O que a empresa pode ajustar antes de existir processo

  • Conferir periodicamente se a jornada registrada e o que foi pago conversam entre si
  • Formalizar compensação e banco de horas com instrumento válido, e não apenas na prática
  • Revisar o enquadramento de função externa e de cargo de confiança contra a rotina real
  • Definir onde os registros ficam guardados e quem responde por eles quando o sistema muda

Por que o enquadramento vira discussão

Algumas situações de trabalho recebem tratamento próprio quanto ao controle de jornada, e é frequente que a empresa aplique o enquadramento com base no que está escrito no contrato, enquanto a rotina real conta outra história. Quando isso acontece, a discussão em juízo deixa de ser sobre horas e passa a ser sobre a natureza do trabalho prestado.

As três situações que mais aparecem

  • Atividade externa, quando se discute se havia ou não como controlar a jornada de fato
  • Trabalho remoto, quando ferramentas de gestão registram atividade e criam rastro de horário
  • Cargo de gestão, quando se discute se havia poder de decisão real ou apenas o título
  • Regimes mistos, em que a pessoa alterna presencial e remoto ao longo do contrato

O que sustenta o enquadramento da empresa

Contrato claro é o começo, não o fim. O que sustenta é a coerência entre o contrato e a rotina: se a empresa alega ausência de controle mas exige relatório diário em horário fixo, o argumento se enfraquece. Como advogado para defesa em ação de horas extras em Cotia, o escritório examina essa coerência antes de definir a linha de defesa, porque é ela que o outro lado vai atacar.

O rastro digital que ninguém planejou

Sistema de gestão, plataforma de comunicação corporativa, registro de acesso a rede e aplicativo de rota produzem, sem intenção, evidência sobre horário de trabalho. Esse material aparece nos processos e pode confirmar ou contradizer a versão da empresa. Saber o que existe é parte do levantamento inicial, e não uma descoberta para a fase de instrução.

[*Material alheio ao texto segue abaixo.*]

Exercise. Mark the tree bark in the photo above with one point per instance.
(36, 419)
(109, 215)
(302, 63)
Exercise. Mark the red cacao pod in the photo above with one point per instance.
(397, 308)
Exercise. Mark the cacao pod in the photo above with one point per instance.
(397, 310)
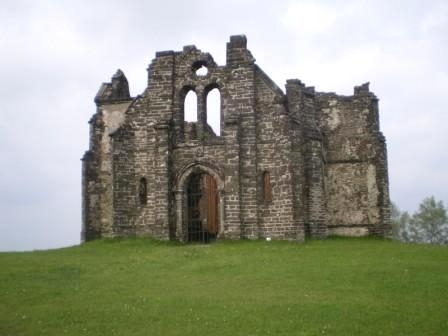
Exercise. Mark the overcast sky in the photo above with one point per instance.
(55, 55)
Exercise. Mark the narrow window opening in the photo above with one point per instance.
(267, 192)
(143, 191)
(202, 71)
(214, 111)
(191, 107)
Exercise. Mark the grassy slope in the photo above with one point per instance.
(142, 287)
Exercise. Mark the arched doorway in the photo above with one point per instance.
(202, 208)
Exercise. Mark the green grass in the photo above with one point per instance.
(145, 287)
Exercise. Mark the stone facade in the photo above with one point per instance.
(285, 166)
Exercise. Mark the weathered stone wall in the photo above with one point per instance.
(112, 101)
(354, 163)
(323, 155)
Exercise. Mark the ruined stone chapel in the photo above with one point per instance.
(279, 165)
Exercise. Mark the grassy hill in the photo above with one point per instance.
(143, 287)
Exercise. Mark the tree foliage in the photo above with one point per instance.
(428, 225)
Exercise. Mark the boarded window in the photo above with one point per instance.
(191, 107)
(143, 191)
(214, 111)
(267, 192)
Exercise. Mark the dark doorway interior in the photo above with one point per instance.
(202, 208)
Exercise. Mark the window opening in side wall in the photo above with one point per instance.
(143, 191)
(214, 111)
(191, 107)
(267, 191)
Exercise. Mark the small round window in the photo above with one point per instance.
(201, 71)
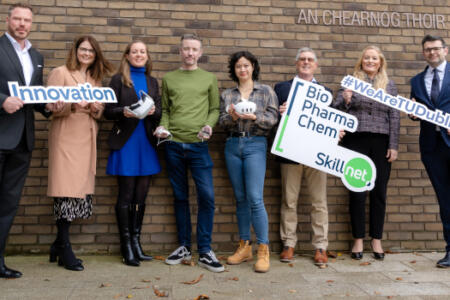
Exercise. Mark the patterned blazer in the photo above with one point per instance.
(373, 116)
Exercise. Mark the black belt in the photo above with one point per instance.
(241, 134)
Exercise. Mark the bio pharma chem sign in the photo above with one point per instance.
(309, 133)
(71, 94)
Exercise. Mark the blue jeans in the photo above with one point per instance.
(246, 163)
(195, 156)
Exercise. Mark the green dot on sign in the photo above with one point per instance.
(358, 172)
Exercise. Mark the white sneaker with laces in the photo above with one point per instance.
(210, 262)
(177, 256)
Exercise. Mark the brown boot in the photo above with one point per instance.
(263, 263)
(320, 257)
(243, 253)
(287, 255)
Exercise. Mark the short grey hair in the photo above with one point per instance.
(305, 49)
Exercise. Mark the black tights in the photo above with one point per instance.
(132, 190)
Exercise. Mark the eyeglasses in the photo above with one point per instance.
(86, 50)
(308, 59)
(429, 50)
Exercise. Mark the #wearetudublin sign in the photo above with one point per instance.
(309, 133)
(71, 94)
(405, 105)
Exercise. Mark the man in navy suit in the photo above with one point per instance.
(19, 62)
(291, 179)
(432, 88)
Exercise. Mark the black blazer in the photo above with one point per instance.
(282, 90)
(22, 121)
(427, 139)
(124, 127)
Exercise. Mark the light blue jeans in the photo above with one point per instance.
(246, 163)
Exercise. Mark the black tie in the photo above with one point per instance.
(434, 94)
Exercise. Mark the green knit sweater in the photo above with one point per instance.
(190, 100)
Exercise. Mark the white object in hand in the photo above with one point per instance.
(245, 107)
(161, 131)
(141, 108)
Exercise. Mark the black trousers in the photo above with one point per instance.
(14, 165)
(375, 146)
(437, 164)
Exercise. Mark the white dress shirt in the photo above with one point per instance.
(24, 57)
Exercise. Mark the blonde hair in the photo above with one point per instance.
(381, 79)
(124, 68)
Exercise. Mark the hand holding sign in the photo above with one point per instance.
(12, 104)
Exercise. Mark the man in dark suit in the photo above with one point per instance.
(432, 88)
(19, 62)
(291, 179)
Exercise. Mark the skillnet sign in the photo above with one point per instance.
(71, 94)
(309, 134)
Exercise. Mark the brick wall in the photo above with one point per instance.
(269, 29)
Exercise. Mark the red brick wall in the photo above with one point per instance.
(269, 29)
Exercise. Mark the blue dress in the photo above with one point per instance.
(137, 157)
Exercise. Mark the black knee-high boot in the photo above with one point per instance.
(123, 222)
(64, 248)
(137, 216)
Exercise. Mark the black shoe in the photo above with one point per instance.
(356, 255)
(444, 262)
(123, 221)
(6, 272)
(210, 262)
(378, 255)
(53, 256)
(67, 258)
(136, 218)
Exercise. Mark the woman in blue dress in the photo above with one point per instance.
(133, 158)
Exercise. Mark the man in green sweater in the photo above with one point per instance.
(190, 109)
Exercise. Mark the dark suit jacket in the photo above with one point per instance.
(13, 125)
(124, 127)
(427, 138)
(282, 90)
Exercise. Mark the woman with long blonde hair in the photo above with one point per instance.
(376, 137)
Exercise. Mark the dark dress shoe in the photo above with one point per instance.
(444, 262)
(378, 255)
(53, 256)
(6, 272)
(356, 255)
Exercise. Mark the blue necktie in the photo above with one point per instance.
(434, 94)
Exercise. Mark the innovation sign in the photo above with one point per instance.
(50, 94)
(309, 134)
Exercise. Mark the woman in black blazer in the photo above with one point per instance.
(133, 158)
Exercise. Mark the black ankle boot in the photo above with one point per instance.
(67, 258)
(6, 272)
(123, 222)
(53, 255)
(137, 216)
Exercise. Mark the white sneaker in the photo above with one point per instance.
(210, 262)
(177, 256)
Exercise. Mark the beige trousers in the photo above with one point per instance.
(316, 183)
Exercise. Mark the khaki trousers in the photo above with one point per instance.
(316, 183)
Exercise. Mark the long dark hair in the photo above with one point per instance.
(233, 60)
(99, 68)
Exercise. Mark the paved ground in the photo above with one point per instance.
(401, 276)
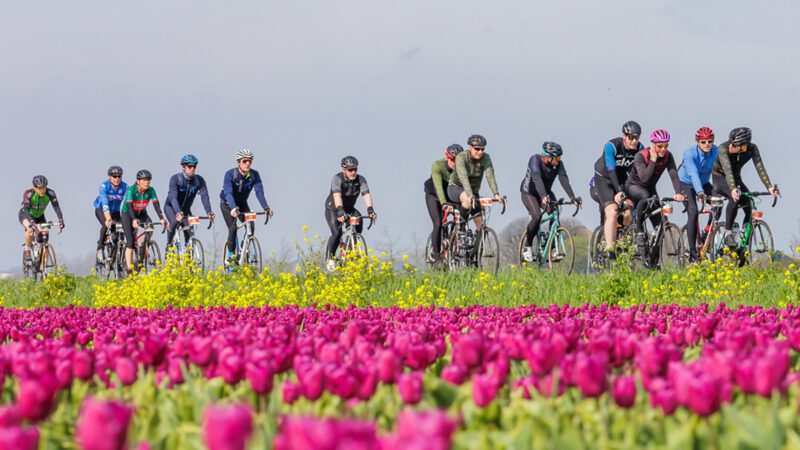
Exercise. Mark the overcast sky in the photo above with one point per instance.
(86, 84)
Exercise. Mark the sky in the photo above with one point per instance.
(88, 84)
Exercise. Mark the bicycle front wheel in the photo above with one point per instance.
(671, 251)
(761, 247)
(252, 254)
(489, 251)
(561, 252)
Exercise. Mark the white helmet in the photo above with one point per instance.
(244, 153)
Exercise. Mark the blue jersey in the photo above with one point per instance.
(110, 198)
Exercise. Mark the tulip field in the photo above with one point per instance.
(375, 357)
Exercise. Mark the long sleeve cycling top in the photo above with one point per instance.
(730, 165)
(110, 198)
(136, 202)
(539, 178)
(236, 188)
(695, 169)
(183, 190)
(647, 172)
(437, 183)
(469, 173)
(33, 204)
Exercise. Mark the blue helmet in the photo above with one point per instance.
(188, 159)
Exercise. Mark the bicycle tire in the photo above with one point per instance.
(561, 252)
(489, 251)
(252, 254)
(761, 247)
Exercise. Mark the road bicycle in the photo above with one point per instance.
(754, 244)
(663, 247)
(352, 243)
(598, 259)
(479, 248)
(113, 262)
(705, 249)
(43, 262)
(248, 250)
(553, 247)
(189, 245)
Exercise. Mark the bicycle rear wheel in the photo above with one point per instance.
(761, 247)
(489, 251)
(561, 253)
(252, 254)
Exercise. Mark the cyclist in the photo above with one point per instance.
(436, 196)
(465, 180)
(134, 211)
(726, 176)
(236, 188)
(648, 165)
(108, 204)
(537, 190)
(184, 186)
(346, 186)
(695, 176)
(610, 175)
(34, 202)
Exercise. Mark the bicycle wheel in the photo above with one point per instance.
(252, 254)
(195, 248)
(561, 252)
(49, 263)
(152, 257)
(761, 247)
(489, 251)
(671, 251)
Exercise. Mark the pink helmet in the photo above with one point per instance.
(659, 136)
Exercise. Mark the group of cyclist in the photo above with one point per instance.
(627, 171)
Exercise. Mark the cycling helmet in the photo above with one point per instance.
(476, 140)
(552, 149)
(349, 162)
(452, 150)
(704, 133)
(188, 159)
(39, 181)
(659, 136)
(740, 136)
(631, 128)
(244, 153)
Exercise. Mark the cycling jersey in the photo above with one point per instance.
(33, 204)
(110, 198)
(436, 184)
(469, 173)
(236, 188)
(350, 190)
(615, 155)
(730, 165)
(540, 177)
(695, 169)
(183, 190)
(136, 202)
(646, 172)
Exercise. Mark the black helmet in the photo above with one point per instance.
(740, 136)
(453, 149)
(552, 149)
(39, 181)
(631, 128)
(349, 162)
(476, 140)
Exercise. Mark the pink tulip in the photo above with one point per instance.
(103, 425)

O ajuste que vale fazer com o contrato em curso

Quando o diagnóstico mostra descompasso entre enquadramento e rotina, corrigir a rotina ou o enquadramento durante o contrato costuma custar menos do que sustentar em juízo uma situação que a prática contradiz. É trabalho de conformidade, e ele alcança o conjunto dos contratos, não apenas o que virou discussão.

O recorte de onde vêm as discussões

O escritório funciona na Avenida José Giorgi, 1181, conjunto 12, na Granja Viana II, em Cotia, e atende empresas de Cotia, Carapicuíba, Barueri, Osasco, Jandira, Itapevi e Embu das Artes. São sete anos de atuação na região, sempre pelo lado da empresa. Discussões de jornada chegam de perfis variados, e o levantamento inicial é o que separa o que é típico do que é específico daquele contrato.

Onde essas ações tramitam

Cotia fica na Região Metropolitana de São Paulo, que ficou fora da jurisdição do Tribunal Regional do Trabalho da 15ª Região e permaneceu na 2ª Região. O TRT da 2ª Região mantém um Fórum Trabalhista de Cotia e informa que, dos 46 municípios abrangidos pela sua jurisdição, 34 dispõem de fóruns trabalhistas. A descrição é da geografia institucional, e não do processo de nenhuma empresa em particular.

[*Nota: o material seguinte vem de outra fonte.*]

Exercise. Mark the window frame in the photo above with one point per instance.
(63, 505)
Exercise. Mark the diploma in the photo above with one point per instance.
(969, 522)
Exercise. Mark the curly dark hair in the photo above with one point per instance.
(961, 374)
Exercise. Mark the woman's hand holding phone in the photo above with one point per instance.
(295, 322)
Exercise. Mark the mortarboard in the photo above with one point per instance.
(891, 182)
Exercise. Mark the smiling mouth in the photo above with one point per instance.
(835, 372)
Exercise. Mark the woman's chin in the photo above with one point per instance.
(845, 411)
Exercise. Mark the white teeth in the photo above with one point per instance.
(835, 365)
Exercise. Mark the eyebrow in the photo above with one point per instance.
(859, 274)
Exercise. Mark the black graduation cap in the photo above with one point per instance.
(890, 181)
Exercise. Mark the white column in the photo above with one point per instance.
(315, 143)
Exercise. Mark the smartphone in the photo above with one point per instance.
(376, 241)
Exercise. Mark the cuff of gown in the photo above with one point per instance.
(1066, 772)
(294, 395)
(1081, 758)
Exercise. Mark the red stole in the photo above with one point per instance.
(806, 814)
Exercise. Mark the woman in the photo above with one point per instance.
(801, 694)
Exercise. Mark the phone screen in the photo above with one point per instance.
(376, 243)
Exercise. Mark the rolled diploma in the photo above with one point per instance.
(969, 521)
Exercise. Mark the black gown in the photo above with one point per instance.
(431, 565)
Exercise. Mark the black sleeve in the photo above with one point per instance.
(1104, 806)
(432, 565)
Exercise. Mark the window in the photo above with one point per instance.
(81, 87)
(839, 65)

O que é levantado antes de escrever a peça

  • Todo o período discutido no controle de jornada, e não apenas os meses citados na inicial
  • A norma coletiva aplicável em cada ano do contrato, que pode ter mudado no meio
  • O histórico do sistema de ponto, incluindo migração de fornecedor e período sem registro
  • O cruzamento entre jornada registrada e o que os holerites mostram de pagamento
  • A rotina real da função, para conferir se o enquadramento corresponde ao que era feito

Por que o levantamento antecede a tese

A linha de defesa muda conforme o que o registro mostra. Com controle íntegro do período todo, a defesa se apoia no próprio documento. Com lacuna, ela precisa se apoiar em prova indireta e em contexto, o que é um trabalho diferente. Definir a tese antes de olhar o material leva a afirmar em juízo o que a empresa não consegue demonstrar.

Atendimento fora do raio presencial

Para empresas fora das cidades acima, a consultoria, a análise do processo e o acompanhamento são feitos a distância, com atendimento online em todo o Estado de São Paulo. Atos que exijam presença seguem a designação do juízo em que o processo tramita, e são combinados caso a caso.